Pour sa part, le président et chef de la direction du Groupe AFL, Yan Charbonneau, soulève le danger d’ouvrir une boîte de Pandore. «Il est clair que le dévoilement de la rémunération se fera un jour. Par contre, si ce processus devait être mené par les autorités de réglementation, je redoute une certaine dynamique, déclare-t-il. À mon avis, le régulateur risque d’avoir une vision de dévoilement de commissions s’appliquant à l’ensemble des produits d’assurance, pas uniquement aux fonds distincts. Qui voudrait que les commissions accélérées [high and low] en assurance de personnes soient communiquées aux clients ? Si cela arrivait, l’effet pourrait être catastrophique», selon lui.

Le président du Groupe Financier Multi Courtage surenchérit : «Il est très difficile d’expliquer à ses clients la logique des commissions accélérées. Quand on regarde les commissions de première année, parfois ça pourrait paraître beaucoup. Mais il se trouve qu’on peut servir des clients pendant des années sans toucher un cent de renouvellement !» dit Guy Duhaime.

Et si Manuvie allait seule de l’avant ?

Dans sa communication aux conseillers, Manuvie soutenait que «le secteur des assurances devrait adopter des exigences de divulgation complète des frais de fonds distincts».

«Le secteur des assurances comprend toutes les compagnies d’assurance au Canada. Ces compagnies offrent des produits d’assurance incluant des fonds distincts», précise Marie Gauthier.

D’après Yan Charbonneau, «il est possible que ce géant de l’assurance n’attende pas le signal des régulateurs pour aller de l’avant dans le dévoilement des commissions. Manuvie pourrait ainsi préparer ses conseillers à l’idée de dévoiler leurs commissions d’ici 2021», dit-il.

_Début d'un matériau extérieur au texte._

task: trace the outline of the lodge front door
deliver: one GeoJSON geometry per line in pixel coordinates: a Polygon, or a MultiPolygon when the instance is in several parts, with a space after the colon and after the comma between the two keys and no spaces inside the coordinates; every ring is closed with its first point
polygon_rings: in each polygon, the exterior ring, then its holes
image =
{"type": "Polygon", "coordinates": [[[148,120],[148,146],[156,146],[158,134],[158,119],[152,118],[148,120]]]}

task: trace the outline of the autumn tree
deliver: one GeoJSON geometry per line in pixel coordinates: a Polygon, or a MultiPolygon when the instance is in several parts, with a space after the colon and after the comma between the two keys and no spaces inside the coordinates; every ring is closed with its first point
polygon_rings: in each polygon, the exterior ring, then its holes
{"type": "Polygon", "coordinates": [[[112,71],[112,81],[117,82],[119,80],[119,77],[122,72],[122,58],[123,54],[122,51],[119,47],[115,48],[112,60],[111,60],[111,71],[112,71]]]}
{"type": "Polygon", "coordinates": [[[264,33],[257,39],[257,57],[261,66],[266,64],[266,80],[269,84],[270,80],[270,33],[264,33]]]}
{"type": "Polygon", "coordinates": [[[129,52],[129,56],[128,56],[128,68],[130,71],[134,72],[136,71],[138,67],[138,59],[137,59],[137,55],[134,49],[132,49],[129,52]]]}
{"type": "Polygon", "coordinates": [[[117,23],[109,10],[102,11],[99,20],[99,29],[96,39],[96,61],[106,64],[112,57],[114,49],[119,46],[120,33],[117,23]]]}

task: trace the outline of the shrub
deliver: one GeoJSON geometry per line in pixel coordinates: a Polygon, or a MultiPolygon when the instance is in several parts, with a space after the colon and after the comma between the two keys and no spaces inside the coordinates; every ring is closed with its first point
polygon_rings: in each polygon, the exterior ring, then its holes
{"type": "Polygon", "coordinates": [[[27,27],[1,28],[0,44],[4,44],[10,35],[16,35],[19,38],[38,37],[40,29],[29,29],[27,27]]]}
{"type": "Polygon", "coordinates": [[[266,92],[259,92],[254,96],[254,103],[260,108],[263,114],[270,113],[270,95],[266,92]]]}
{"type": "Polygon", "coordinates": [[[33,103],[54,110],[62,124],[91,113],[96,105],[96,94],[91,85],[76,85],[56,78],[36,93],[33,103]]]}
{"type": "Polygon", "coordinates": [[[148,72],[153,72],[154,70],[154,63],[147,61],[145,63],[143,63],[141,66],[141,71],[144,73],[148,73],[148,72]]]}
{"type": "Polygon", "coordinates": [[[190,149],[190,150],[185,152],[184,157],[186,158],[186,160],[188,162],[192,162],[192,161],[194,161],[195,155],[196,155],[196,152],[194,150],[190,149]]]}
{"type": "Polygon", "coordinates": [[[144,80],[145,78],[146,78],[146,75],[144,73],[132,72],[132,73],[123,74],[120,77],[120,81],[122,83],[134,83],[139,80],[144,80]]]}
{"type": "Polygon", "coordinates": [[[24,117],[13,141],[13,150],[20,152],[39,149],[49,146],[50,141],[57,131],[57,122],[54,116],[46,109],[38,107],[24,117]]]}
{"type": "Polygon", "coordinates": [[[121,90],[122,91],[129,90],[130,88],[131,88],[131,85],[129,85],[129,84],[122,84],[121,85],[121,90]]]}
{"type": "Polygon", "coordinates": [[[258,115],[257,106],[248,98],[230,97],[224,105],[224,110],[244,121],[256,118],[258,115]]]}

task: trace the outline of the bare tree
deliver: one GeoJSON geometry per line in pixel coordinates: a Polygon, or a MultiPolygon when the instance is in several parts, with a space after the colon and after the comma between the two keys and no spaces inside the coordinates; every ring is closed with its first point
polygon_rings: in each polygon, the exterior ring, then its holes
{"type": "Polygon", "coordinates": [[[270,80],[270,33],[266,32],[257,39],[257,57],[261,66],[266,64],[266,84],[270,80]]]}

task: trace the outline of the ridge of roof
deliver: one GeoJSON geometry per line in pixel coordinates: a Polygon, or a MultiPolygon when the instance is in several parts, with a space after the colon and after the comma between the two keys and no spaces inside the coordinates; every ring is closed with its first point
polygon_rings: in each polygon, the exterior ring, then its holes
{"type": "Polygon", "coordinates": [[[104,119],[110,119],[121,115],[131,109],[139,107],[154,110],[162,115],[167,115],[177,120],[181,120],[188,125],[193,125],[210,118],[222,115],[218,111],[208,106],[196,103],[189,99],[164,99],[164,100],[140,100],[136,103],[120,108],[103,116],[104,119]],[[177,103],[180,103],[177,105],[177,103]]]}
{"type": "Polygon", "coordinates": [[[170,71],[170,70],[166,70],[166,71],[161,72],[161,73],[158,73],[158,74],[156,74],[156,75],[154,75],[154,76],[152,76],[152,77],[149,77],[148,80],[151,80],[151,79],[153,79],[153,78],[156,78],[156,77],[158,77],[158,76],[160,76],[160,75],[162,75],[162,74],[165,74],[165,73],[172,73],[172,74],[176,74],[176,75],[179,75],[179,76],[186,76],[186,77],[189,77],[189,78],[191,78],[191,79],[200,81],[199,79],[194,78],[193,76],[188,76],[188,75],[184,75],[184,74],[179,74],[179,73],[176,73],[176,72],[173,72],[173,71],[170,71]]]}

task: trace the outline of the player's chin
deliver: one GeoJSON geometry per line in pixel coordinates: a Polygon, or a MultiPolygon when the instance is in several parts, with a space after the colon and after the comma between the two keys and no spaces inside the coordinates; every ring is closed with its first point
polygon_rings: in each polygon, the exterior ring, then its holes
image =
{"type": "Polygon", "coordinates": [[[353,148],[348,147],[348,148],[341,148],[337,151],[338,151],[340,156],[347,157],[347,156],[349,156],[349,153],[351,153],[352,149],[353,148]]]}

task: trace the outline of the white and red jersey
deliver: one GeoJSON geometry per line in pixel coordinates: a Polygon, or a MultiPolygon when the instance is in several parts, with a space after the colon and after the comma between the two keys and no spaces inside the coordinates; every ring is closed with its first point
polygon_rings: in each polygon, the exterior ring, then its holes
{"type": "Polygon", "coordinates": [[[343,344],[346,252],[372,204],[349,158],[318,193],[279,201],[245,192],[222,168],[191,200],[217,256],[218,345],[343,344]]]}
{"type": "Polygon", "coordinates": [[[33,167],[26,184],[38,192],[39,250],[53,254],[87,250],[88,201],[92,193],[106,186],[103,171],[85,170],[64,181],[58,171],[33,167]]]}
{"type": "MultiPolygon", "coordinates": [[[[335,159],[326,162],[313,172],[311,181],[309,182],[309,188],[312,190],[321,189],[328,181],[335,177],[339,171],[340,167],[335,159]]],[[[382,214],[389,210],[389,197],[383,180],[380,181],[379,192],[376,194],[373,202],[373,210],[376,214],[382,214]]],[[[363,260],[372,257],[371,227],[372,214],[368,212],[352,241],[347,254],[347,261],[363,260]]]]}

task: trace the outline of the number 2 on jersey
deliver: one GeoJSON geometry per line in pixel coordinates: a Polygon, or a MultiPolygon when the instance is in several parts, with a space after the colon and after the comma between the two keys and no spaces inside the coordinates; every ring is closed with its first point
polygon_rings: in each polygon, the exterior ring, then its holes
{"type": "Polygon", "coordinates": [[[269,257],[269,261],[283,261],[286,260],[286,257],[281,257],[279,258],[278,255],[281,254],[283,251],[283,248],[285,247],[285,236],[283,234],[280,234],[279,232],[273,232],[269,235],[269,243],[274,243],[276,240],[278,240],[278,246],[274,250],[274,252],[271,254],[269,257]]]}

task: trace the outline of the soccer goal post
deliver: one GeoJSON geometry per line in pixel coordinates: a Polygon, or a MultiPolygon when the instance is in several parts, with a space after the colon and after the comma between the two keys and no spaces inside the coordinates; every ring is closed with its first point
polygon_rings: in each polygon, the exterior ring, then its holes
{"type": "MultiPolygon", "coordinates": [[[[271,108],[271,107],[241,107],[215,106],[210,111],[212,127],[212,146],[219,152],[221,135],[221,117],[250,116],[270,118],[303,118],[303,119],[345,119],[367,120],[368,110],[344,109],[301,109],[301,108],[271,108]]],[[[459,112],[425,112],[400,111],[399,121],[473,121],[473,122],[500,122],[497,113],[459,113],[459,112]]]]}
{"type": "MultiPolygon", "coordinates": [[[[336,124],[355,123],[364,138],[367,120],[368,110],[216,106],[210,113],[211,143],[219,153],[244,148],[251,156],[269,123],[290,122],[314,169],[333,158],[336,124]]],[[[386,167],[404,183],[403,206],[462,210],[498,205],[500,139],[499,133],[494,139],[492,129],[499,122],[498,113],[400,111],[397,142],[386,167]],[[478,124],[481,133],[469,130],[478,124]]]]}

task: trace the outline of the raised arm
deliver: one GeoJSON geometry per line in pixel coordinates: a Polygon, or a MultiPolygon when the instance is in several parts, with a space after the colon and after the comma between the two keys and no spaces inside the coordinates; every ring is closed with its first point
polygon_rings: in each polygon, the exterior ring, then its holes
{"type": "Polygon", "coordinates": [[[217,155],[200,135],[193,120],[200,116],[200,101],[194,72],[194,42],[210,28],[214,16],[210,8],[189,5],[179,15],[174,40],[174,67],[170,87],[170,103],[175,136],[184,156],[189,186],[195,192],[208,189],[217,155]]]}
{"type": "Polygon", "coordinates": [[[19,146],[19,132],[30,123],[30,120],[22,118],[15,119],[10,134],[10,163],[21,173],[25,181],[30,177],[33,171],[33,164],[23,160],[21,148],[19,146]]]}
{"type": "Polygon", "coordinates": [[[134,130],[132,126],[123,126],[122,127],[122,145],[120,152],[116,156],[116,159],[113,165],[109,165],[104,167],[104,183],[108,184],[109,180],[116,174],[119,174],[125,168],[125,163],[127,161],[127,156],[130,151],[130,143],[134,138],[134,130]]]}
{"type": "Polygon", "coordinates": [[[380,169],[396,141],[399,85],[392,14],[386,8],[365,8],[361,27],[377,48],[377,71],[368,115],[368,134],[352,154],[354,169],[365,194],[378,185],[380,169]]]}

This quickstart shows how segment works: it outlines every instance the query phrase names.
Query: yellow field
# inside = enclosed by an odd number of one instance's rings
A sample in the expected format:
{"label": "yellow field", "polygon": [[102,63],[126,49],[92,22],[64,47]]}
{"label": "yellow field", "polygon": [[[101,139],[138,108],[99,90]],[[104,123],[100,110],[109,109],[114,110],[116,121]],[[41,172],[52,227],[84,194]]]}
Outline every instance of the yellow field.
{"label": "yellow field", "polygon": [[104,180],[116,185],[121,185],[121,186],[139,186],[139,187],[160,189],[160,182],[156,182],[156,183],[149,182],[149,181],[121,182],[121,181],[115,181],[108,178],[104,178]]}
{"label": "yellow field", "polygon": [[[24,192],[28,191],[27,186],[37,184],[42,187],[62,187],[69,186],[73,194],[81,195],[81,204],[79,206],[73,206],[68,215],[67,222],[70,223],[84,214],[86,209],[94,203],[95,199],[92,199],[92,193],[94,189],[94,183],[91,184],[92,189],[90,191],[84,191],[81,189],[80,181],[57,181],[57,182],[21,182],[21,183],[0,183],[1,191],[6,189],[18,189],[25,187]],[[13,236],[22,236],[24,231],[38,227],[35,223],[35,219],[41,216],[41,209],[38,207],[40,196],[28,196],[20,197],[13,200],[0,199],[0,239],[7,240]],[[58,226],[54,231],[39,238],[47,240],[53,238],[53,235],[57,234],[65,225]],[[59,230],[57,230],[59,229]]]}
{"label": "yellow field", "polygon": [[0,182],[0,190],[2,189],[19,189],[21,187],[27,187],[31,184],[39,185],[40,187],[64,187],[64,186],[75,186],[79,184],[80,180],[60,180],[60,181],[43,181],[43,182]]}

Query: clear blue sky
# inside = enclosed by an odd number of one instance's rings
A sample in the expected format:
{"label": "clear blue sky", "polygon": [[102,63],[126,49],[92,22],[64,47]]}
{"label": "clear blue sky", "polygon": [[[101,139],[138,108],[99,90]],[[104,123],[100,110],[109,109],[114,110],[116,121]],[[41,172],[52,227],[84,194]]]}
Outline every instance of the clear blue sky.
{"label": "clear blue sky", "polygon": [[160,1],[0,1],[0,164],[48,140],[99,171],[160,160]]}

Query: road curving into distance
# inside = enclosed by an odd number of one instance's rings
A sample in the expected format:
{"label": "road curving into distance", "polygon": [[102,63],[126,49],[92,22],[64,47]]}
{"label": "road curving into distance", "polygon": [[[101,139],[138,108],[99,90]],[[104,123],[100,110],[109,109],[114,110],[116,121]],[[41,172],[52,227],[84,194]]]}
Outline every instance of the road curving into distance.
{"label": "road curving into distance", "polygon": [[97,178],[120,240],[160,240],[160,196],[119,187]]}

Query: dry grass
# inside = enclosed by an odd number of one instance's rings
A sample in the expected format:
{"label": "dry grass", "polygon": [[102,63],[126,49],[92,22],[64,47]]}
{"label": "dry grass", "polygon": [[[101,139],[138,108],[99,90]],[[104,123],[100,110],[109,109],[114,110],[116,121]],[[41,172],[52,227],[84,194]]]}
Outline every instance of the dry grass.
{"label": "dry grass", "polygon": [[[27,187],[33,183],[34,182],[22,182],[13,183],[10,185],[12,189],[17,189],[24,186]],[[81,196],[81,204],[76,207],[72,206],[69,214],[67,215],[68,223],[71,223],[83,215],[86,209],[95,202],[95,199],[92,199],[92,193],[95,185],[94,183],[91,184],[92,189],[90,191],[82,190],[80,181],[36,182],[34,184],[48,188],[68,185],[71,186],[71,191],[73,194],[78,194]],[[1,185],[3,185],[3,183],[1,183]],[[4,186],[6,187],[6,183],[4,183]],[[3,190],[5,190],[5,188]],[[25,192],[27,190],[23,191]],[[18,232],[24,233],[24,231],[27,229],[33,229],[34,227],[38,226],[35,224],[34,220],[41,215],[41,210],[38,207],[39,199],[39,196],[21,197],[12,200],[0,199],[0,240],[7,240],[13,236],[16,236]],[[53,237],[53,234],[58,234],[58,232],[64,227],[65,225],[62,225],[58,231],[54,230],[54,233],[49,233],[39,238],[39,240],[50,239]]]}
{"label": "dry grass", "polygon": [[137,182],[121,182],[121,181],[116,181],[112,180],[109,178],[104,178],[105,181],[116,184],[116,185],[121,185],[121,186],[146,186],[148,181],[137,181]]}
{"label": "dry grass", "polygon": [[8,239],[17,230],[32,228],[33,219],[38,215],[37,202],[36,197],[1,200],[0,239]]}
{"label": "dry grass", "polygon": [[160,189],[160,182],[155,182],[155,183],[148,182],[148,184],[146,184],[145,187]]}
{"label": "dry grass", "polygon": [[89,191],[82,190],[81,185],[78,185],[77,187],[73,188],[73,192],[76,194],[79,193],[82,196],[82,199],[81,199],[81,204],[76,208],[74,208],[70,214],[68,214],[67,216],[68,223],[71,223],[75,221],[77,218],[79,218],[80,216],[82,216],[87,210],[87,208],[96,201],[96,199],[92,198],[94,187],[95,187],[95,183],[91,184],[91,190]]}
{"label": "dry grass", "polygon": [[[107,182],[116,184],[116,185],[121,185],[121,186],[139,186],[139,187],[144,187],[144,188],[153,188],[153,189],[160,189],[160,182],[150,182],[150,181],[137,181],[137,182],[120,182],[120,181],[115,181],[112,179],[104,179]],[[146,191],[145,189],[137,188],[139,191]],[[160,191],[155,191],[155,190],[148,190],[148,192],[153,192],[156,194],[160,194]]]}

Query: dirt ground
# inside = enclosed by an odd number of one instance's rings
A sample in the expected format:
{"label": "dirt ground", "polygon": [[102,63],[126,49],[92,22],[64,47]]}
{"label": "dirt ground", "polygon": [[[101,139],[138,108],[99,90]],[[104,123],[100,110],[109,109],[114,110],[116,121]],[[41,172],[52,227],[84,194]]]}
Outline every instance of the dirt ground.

Si Manuvie n’attend pas l’impulsion des régulateurs, deux possibilités pourraient en découler, poursuit Yan Charbonneau. «D’autres assureurs pourraient suivre les pas de Manuvie. Mais il se pourrait aussi que son initiative ne soit pas imitée par ses concurrents et que Manuvie se retrouve seule ou presque seule à signaler les frais payés pour les services des conseillers.»

Et si la seconde possibilité devenait réalité ? «Certains conseillers pourraient alors être tentés de placer leurs achats de fonds distincts ailleurs que chez Manuvie», avance-t-il.

Car contrairement aux conseillers en épargne collective, «la gestion de patrimoine n’est pas une priorité pour un bon nombre de conseillers en sécurité financière», affirme le président et chef de la direction du Groupe AFL.